Our growth points to something important. Farmers will invest in technology when it delivers a clear and rapid return. Today our platform monitors more than 90,000 acres of shrimp farms (roughly 27 per cent of India’s shrimp farming area) across over 6,500 farmers, through roughly 21,000 connected devices, and farmers have remained with us even after 6-8 crop cycles now, because they see the benefit within the first weeks of a crop rather than years later. A substantial portion of that growth has come through one farmer recommending us to another, and that word of mouth is the strongest indication we have that the value is real.

A clear example of this shift is automatic feeding. Auto feeders are not a new idea; the concept has existed for about a decade, and several companies had tried to introduce them to Indian shrimp farmers over many years. Yet adoption remained negligible, with fewer than 1,000 units in the field across the entire market until about a year ago. In the last year alone, we have deployed roughly 1,500 auto feeders, and we expect to add another 3,500 to 4,000 units by the end of the year, taking the total close to 5,000. Two industry tailwinds are driving this. Feed, which accounts for around 65-70 per cent of a farmer’s production cost, has seen price inflation of roughly 12 to 15 per cent over the past couple of years, and labour has become genuinely hard to find since the pandemic, with farmers increasingly dependent on workers who travel from other states and rarely stay long.
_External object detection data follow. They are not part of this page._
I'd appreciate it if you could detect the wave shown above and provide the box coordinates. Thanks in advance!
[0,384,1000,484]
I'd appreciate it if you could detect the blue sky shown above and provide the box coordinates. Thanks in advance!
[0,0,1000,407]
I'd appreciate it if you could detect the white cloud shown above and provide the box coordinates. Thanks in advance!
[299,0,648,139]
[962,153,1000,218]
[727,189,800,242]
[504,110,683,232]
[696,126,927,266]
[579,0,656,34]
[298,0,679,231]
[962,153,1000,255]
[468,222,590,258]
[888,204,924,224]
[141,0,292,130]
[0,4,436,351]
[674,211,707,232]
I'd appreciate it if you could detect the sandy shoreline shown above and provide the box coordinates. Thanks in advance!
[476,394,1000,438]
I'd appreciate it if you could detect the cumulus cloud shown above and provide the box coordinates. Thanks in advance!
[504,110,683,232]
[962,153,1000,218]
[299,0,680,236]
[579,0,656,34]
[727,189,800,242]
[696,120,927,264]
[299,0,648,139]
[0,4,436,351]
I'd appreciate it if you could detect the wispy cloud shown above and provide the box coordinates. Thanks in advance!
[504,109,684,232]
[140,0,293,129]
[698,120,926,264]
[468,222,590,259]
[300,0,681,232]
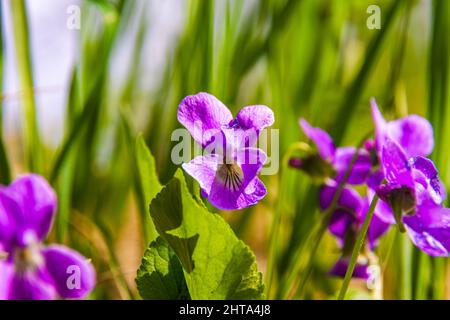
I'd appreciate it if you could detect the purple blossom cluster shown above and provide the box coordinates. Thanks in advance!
[0,174,95,300]
[290,99,450,279]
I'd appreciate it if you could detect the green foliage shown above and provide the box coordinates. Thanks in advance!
[150,170,264,299]
[136,237,189,300]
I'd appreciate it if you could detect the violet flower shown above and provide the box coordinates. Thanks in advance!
[370,98,434,158]
[178,93,274,210]
[0,174,95,300]
[320,181,390,280]
[369,99,450,256]
[289,118,372,184]
[377,138,450,256]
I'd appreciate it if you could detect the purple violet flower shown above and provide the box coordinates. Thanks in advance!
[289,118,372,184]
[368,99,450,256]
[178,93,274,210]
[320,180,390,280]
[376,139,450,256]
[0,174,95,300]
[370,98,434,158]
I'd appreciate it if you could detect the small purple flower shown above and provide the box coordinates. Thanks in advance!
[370,98,434,158]
[320,181,390,280]
[329,256,370,280]
[178,93,274,210]
[0,174,95,300]
[376,138,450,256]
[289,119,372,184]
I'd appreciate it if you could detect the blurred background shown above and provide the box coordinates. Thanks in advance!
[0,0,450,299]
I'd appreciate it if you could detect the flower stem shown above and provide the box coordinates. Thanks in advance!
[338,194,378,300]
[10,0,42,173]
[281,131,372,299]
[266,142,312,298]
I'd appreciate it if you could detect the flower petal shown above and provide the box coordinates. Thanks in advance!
[0,174,57,246]
[42,245,95,299]
[371,99,434,158]
[182,154,223,195]
[333,147,372,184]
[208,177,267,210]
[0,260,14,300]
[183,148,267,210]
[409,156,447,204]
[236,105,275,147]
[403,205,450,257]
[387,115,434,158]
[178,92,233,147]
[0,187,22,252]
[0,262,57,300]
[300,118,335,161]
[381,138,415,190]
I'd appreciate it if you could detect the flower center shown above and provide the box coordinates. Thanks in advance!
[217,163,244,191]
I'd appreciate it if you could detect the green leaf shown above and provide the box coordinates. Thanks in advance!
[136,237,189,300]
[150,170,264,299]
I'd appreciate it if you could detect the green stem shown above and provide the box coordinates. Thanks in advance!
[266,142,312,297]
[338,194,378,300]
[0,2,11,184]
[10,0,42,173]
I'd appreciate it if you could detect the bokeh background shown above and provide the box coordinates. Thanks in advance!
[0,0,450,299]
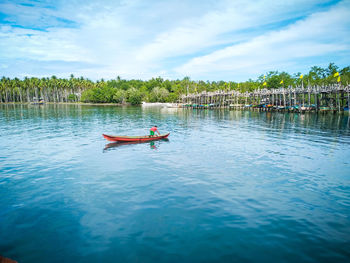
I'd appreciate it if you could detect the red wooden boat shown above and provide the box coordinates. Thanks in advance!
[102,132,170,142]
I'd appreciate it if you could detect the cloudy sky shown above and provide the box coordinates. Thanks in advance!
[0,0,350,81]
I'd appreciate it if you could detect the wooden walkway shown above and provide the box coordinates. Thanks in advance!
[181,85,350,112]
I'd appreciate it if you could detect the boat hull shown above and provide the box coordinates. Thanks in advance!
[102,132,170,142]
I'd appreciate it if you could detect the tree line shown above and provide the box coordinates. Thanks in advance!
[0,63,350,105]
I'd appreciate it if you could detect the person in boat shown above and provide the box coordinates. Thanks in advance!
[149,125,160,137]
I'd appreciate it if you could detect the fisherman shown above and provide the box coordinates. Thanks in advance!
[149,125,160,137]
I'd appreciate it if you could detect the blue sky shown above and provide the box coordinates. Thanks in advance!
[0,0,350,81]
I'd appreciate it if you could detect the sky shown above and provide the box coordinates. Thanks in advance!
[0,0,350,81]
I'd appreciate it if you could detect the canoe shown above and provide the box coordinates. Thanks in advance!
[102,132,170,142]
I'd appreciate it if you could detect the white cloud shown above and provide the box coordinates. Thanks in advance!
[176,1,350,80]
[0,0,350,79]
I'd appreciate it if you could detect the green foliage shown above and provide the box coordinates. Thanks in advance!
[67,94,79,102]
[127,88,142,105]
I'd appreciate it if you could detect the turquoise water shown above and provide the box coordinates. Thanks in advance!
[0,105,350,263]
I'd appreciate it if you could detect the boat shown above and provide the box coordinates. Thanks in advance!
[102,132,170,142]
[103,138,169,151]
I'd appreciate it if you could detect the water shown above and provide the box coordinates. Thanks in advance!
[0,105,350,263]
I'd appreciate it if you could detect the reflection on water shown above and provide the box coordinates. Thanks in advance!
[0,104,350,262]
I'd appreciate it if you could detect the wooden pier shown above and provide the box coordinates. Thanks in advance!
[181,84,350,112]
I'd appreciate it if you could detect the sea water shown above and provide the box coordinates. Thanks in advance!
[0,105,350,263]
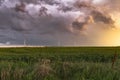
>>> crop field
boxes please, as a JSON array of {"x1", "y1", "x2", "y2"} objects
[{"x1": 0, "y1": 47, "x2": 120, "y2": 80}]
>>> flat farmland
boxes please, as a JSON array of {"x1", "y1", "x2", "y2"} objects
[{"x1": 0, "y1": 47, "x2": 120, "y2": 80}]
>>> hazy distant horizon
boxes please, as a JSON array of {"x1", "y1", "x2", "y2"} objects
[{"x1": 0, "y1": 0, "x2": 120, "y2": 46}]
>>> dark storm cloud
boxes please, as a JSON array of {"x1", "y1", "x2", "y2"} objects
[{"x1": 91, "y1": 11, "x2": 114, "y2": 24}]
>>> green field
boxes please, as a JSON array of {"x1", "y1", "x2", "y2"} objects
[{"x1": 0, "y1": 47, "x2": 120, "y2": 80}]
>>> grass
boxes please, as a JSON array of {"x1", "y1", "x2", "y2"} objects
[{"x1": 0, "y1": 47, "x2": 120, "y2": 80}]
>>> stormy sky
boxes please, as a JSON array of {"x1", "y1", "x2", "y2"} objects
[{"x1": 0, "y1": 0, "x2": 120, "y2": 46}]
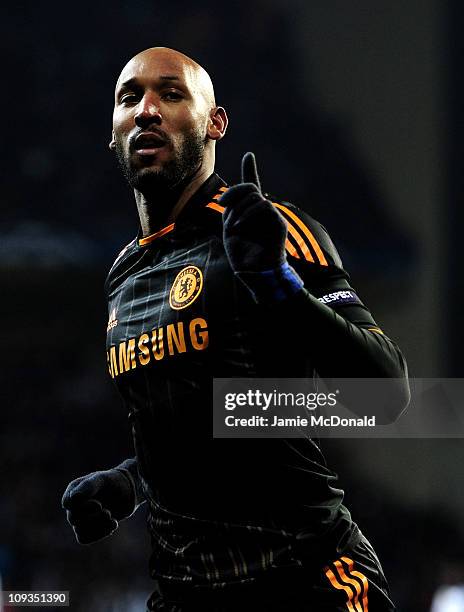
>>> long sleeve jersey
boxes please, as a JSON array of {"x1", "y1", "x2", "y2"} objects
[{"x1": 106, "y1": 174, "x2": 408, "y2": 587}]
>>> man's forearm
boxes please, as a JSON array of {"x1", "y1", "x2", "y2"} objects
[{"x1": 115, "y1": 457, "x2": 146, "y2": 507}]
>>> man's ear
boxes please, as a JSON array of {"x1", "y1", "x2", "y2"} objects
[
  {"x1": 108, "y1": 130, "x2": 116, "y2": 151},
  {"x1": 207, "y1": 106, "x2": 229, "y2": 140}
]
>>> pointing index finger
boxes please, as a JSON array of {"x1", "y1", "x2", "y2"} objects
[{"x1": 242, "y1": 151, "x2": 261, "y2": 191}]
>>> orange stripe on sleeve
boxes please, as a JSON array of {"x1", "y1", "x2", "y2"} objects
[
  {"x1": 287, "y1": 222, "x2": 314, "y2": 263},
  {"x1": 285, "y1": 238, "x2": 301, "y2": 259},
  {"x1": 206, "y1": 202, "x2": 226, "y2": 213},
  {"x1": 325, "y1": 568, "x2": 362, "y2": 612},
  {"x1": 342, "y1": 557, "x2": 369, "y2": 612},
  {"x1": 367, "y1": 327, "x2": 385, "y2": 336},
  {"x1": 334, "y1": 561, "x2": 366, "y2": 612},
  {"x1": 272, "y1": 202, "x2": 329, "y2": 266},
  {"x1": 139, "y1": 223, "x2": 175, "y2": 246}
]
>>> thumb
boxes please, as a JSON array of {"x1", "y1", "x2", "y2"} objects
[
  {"x1": 62, "y1": 476, "x2": 101, "y2": 509},
  {"x1": 242, "y1": 151, "x2": 261, "y2": 191}
]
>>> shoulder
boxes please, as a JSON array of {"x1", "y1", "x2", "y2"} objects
[
  {"x1": 105, "y1": 238, "x2": 139, "y2": 294},
  {"x1": 264, "y1": 194, "x2": 343, "y2": 268}
]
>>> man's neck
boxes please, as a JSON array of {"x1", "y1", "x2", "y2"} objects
[{"x1": 134, "y1": 167, "x2": 214, "y2": 237}]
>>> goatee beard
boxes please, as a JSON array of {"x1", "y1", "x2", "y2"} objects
[{"x1": 116, "y1": 132, "x2": 205, "y2": 197}]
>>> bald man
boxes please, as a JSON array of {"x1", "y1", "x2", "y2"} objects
[{"x1": 62, "y1": 48, "x2": 409, "y2": 612}]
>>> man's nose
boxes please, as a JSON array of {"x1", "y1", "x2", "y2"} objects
[{"x1": 134, "y1": 96, "x2": 162, "y2": 128}]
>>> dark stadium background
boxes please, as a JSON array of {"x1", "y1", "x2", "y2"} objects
[{"x1": 0, "y1": 0, "x2": 464, "y2": 612}]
Automatic feeding addresses both, by improving feeding efficiency and reducing the labour a farm requires. Historically, buying an auto feeder outright meant an investment of around 50,000 to 60,000 rupees per unit, with one typically required for each pond of 2 to 3 acres. By re-engineering the product to bring that cost down and offering it on a per crop subscription rather than an outright purchase, we have made that adoption possible at scale.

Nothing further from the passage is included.